Description Alex Zeffertt 2014-03-14 14:50:38 UTC
Created attachment 129391 [details]
Test t->dev != NULL before dereferencing

The following kernel oops occurs on teardown of gretap devices.  The devices actually belong to LXC containers which are destroyed forcibly.

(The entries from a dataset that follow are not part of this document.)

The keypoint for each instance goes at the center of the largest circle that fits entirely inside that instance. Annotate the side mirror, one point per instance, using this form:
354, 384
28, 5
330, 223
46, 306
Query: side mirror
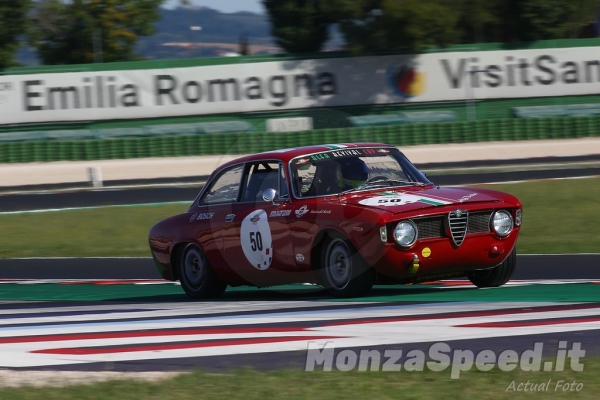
269, 195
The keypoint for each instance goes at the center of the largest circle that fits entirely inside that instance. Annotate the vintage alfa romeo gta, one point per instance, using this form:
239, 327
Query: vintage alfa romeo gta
344, 216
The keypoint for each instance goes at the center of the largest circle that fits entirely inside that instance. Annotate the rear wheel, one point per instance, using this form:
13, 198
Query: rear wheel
197, 278
342, 271
496, 276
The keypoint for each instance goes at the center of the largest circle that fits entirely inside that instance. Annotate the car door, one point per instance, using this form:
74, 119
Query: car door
256, 239
209, 218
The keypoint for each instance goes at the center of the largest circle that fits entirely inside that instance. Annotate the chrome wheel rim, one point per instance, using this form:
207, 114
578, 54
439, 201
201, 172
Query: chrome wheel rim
194, 267
338, 264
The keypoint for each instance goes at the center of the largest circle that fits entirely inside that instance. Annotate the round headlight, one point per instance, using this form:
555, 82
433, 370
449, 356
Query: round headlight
518, 217
502, 223
405, 233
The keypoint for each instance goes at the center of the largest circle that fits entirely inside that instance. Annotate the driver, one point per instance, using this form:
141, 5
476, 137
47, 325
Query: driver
354, 172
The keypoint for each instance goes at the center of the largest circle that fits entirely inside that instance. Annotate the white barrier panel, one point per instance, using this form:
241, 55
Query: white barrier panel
289, 124
282, 85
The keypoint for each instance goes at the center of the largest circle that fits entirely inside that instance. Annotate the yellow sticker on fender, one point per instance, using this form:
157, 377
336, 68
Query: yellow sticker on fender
426, 252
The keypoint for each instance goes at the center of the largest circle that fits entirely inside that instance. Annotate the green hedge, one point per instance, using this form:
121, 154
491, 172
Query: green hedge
253, 142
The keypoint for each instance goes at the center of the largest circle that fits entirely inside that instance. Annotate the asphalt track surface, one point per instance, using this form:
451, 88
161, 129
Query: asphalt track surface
115, 314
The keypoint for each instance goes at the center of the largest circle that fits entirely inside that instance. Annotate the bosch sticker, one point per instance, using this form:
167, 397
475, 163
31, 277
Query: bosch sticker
204, 216
255, 237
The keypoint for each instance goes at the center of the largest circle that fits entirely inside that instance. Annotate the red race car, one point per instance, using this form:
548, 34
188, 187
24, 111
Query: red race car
344, 216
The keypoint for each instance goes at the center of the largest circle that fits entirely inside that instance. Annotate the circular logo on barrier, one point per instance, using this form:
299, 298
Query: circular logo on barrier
405, 80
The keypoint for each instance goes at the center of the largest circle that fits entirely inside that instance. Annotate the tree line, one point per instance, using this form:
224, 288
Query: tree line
413, 25
86, 31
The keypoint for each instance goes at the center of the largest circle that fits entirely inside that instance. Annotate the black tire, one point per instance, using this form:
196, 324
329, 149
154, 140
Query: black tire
196, 276
496, 276
342, 271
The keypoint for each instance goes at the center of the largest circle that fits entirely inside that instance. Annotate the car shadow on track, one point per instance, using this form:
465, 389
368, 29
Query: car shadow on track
378, 294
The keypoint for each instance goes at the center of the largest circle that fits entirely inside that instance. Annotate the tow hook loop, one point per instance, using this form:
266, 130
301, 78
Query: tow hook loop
414, 266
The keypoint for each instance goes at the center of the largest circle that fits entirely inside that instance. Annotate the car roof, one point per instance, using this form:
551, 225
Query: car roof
287, 154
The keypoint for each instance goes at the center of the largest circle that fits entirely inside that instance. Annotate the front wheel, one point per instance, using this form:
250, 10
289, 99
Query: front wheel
496, 276
196, 276
342, 271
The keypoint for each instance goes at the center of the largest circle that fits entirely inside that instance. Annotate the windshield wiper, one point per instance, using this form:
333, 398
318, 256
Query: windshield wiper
377, 181
383, 180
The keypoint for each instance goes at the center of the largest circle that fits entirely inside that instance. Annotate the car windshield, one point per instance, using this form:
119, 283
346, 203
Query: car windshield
338, 171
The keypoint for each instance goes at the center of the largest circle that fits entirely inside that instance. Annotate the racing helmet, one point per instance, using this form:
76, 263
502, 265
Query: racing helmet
354, 171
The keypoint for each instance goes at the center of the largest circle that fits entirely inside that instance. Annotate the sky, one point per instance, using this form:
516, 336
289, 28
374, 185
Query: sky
226, 6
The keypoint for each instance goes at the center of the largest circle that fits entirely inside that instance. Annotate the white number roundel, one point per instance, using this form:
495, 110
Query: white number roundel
255, 237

[  202.827256] BUG: unable to handle kernel NULL pointer dereference at 000000fc
[  202.828153] IP: [<f867c22a>] ip_tunnel_lookup+0x22a/0x2e0 [ip_tunnel]
[  202.828895] *pdpt = 000000002695c001 *pde = 0000000000000000 
[  202.829568] Oops: 0000 [#1] SMP 
[  202.829970] Modules linked in: ebt_mark_m ebtable_filter ip_gre ip_tunnel gre dummy macvlan overlayfs xt_conntrack ipt_REJECT xt_CHECKSUM iptable_mangle xt_tcpudp ip6table_filter ip6_tables iptable_filter ebtable_nat ebtables ipt_MASQUERADE iptable_nat nf_conntrack_ipv4 nf_defrag_ipv4 nf_nat_ipv4 nf_nat nf_conntrack ip_tables x_tables bridge stp llc nfsd auth_rpcgss nfs_acl nfs lockd sunrpc fscache ext2 dm_multipath scsi_dh microcode psmouse serio_raw virtio_balloon lp parport floppy
[  202.831060] CPU: 1 PID: 17426 Comm: manager Tainted: GF            3.11.0-18-generic #32-Ubuntu
[  202.831060] Hardware name: Bochs Bochs, BIOS Bochs 01/01/2007
[  202.831060] task: e4956700 ti: f64f2000 task.ti: e491e000
[  202.831060] EIP: 0060:[<f867c22a>] EFLAGS: 00210246 CPU: 1
[  202.831060] EIP is at ip_tunnel_lookup+0x22a/0x2e0 [ip_tunnel]
[  202.831060] EAX: 00000000 EBX: 00000035 ECX: 00000000 EDX: deb13ffc
[  202.831060] ESI: 00000000 EDI: deb16000 EBP: f64f3e44 ESP: f64f3e18
[  202.831060]  DS: 007b ES: 007b FS: 00d8 GS: 00e0 SS: 0068
[  202.831060] CR0: 8005003b CR2: 000000fc CR3: 26b58000 CR4: 000006f0
[  202.831060] Stack:
[  202.831060]  f2b884e8 e02d0002 00000400 deb16000 deb16000 eb340400 00000035 04003e48
[  202.831060]  eb34b180 7afb10ac f64f3e78 f64f3e68 f8685d66 7afb10ac 76fb10ac 00000000
[  202.831060]  00000035 00000000 eb34b180 e3314080 f64f3e8c f86776a6 00000001 0088e800
[  202.831060] Call Trace:
[  202.831060]  [<f8685d66>] ipgre_rcv+0x86/0xe0 [ip_gre]
[  202.831060]  [<f86776a6>] gre_cisco_rcv+0x36/0x80 [gre]
[  202.831060]  [<f8677390>] gre_rcv+0x50/0x80 [gre]
[  202.831060]  [<c157d157>] ip_local_deliver_finish+0x97/0x220
[  202.831060]  [<c157d444>] ip_local_deliver+0x44/0x90


The attached patch fixes this and I can now destroy multiple LXC containers (and their gretap interfaces) simultaneously without causing an oops.  I don't know whether this is the right way to go about fixing the problem though....

Regards,

Alex
Comment 1 Xin Long 2014-03-15 05:41:00 UTC
(In reply to Alex Zeffertt from comment #0)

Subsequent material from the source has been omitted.